Steve Wynn Triumphs in Court Decision in Kazuo Okada Dispute, Won’t Be Forced to Turn Over Documents

Posted on: July 28, 2017, 08:45h. 

Last updated on: July 28, 2017, 08:53h.

Steve Wynn is breathing a little easier today. A Nevada Supreme Court decision reached on Thursday means Wynn Resorts won’t have to produce legal documents showing the process it took to remove former majority shareholder and ex-friend Kazuo Okada from the company’s board of directors in 2012. Okada had filed a lawsuit demanding that information.

Kazuo Okada Steve Wynn court battle
Back in 2002, Kazuo Okada, left, and Steve Wynn were close friends and business partners. But a lawsuit and many legal filings later, the gaming titans want nothing to do with each other outside of a courthouse. (Image: LV R-J file)

It was seven years ago that Wynn decided to sever ties with his longtime cohort, after allegations arose that the Japanese billionaire was paying bribes to gaming regulators in the Philippines. At the time, the FBI was investigating whether a $40 million payment to a consultant in Manila was actually a kickback to Filipino officials in a push to gain favor with his $2.4 billion casino resort.

Wynn Resorts ultimately decided to end its relationship, and redeemed all of Okada’s shares, which at the time were valued at $1.9 billion. Okada has since challenged the decision in what’s become a long and drawn-out legal battle.

The Nevada Supreme Court decision reached unanimously this week cited attorney-client privilege that protect Wynn Resorts from disclosing the grounds it used to oust Okada.

Negative Media

According to investment research and management firm Morningstar, Wynn Resorts’ ongoing legal fight with Okada might hamper the company’s chances at entering the Japanese integrated casino resort market.

“While Wynn Resorts has a successful track record of constructing and operating luxury resorts, its involvement with bribery litigation, along with its weaker MICE (Meetings, Incentives, Conventions and Exhibitions) and balance sheet position relative to MGM and Sands, leads us to believe that the company is unlikely to receive one of the two urban gaming concessions in Osaka and Yokohama,” Morningstar wrote in a report, sections of which were published by the Las Vegas Review-Journal earlier this month, after meeting with numerous Japanese experts directly involved in the selection process.

With Japan currently settling on its regulatory framework for the gaming industry, all major casino operators are focused on landing building rights.

The National Diet is set to provide final details later this year on two multibillion-dollar resorts. Wynn Resorts, in addition to Las Vegas Sands, MGM, Caesars, and Hard Rock are just a few of the US-based companies expected to bid.
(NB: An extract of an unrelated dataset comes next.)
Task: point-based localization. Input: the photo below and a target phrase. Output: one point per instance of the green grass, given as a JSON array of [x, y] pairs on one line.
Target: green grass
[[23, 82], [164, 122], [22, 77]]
Further complicating matters is a recent corruption scandal involving Prime Minister Shinzo Abe, one of the key proponents of putting casinos on Japanese soil. Ironically, the alleged misconduct swirls around campaign donations from friends to Abe that could appear to be bribes.

Okada Short Millions

Okada’s decision to maintain his position that his stake in Wynn Resorts was unlawfully terminated is most likely due to the valuation of what he would today hold in the publicly traded corporation.
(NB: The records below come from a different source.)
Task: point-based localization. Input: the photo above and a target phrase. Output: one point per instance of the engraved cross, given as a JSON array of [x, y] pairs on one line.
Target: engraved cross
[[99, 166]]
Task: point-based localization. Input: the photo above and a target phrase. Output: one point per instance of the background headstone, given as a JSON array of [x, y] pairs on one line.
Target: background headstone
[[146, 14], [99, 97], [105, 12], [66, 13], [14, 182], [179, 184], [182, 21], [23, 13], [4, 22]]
In February of 2012, when Wynn Resorts bought back his shares for $1.9 billion, the company was trading for about $115 per share. Two years later, the company soared to over $220. It’s since retracted to $128 as of July 27.

But the difference between Wynn Resorts’ stock price in February 2012 and July 2017 is still more than 11 percent. And when dealing with a number as large as $1.9 billion, 11 percent is more than most people make in their lifetimes.
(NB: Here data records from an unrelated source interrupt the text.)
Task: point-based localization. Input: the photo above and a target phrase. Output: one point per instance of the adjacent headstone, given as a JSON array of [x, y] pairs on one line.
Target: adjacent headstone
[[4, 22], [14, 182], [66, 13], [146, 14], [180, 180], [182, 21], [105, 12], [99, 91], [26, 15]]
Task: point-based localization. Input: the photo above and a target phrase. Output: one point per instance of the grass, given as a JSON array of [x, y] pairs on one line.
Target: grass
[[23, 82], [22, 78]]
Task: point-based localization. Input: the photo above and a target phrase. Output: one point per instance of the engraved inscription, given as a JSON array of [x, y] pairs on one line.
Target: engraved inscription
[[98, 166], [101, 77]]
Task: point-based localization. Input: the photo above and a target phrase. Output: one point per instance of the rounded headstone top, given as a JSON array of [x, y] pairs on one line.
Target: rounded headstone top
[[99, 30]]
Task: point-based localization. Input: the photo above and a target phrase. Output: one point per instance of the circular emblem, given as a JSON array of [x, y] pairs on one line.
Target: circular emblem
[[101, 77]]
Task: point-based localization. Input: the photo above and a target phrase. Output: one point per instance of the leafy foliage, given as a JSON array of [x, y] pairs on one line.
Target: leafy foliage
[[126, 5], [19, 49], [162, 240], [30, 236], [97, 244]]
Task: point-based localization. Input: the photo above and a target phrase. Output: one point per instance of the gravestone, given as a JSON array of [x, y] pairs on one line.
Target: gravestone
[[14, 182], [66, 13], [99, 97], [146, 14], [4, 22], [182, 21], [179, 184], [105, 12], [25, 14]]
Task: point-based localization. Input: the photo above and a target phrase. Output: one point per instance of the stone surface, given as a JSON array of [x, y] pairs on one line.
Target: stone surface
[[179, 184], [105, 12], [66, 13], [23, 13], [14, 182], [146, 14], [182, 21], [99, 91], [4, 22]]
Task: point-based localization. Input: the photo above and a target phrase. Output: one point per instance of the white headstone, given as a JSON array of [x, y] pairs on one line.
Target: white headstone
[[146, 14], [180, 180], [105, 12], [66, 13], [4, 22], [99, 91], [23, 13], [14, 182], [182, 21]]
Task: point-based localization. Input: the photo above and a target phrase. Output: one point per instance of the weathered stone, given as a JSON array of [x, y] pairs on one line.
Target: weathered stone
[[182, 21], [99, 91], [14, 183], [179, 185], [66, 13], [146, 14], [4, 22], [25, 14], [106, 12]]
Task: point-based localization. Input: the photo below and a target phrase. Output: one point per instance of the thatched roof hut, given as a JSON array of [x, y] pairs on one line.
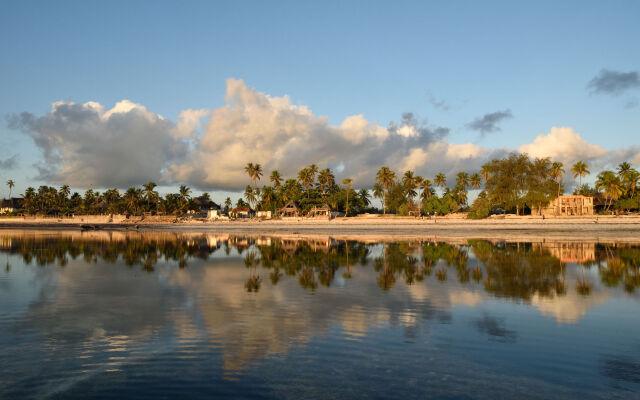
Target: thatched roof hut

Okada’s stake in Wynn, had he not touched it, would be worth about $209 million more than the $1.9 billion he received.

The Wynn dispute hasn’t been Okada’s only headache, either. Earlier this year, Okada was removed as chairman of Universal Entertainment, the company he founded in 1969, after he allegedly made a $17.3 million transaction with company money to an entity reportedly owned by himself and his son.

Okada is now suing his two children and his own wife to regain control of Universal Entertainment’s Okada Holdings, the company’s corporate parent. Universal is a manufacturing company the Japanese business magnate created in 1969, which specializes in pachinko and slots equipment for casinos.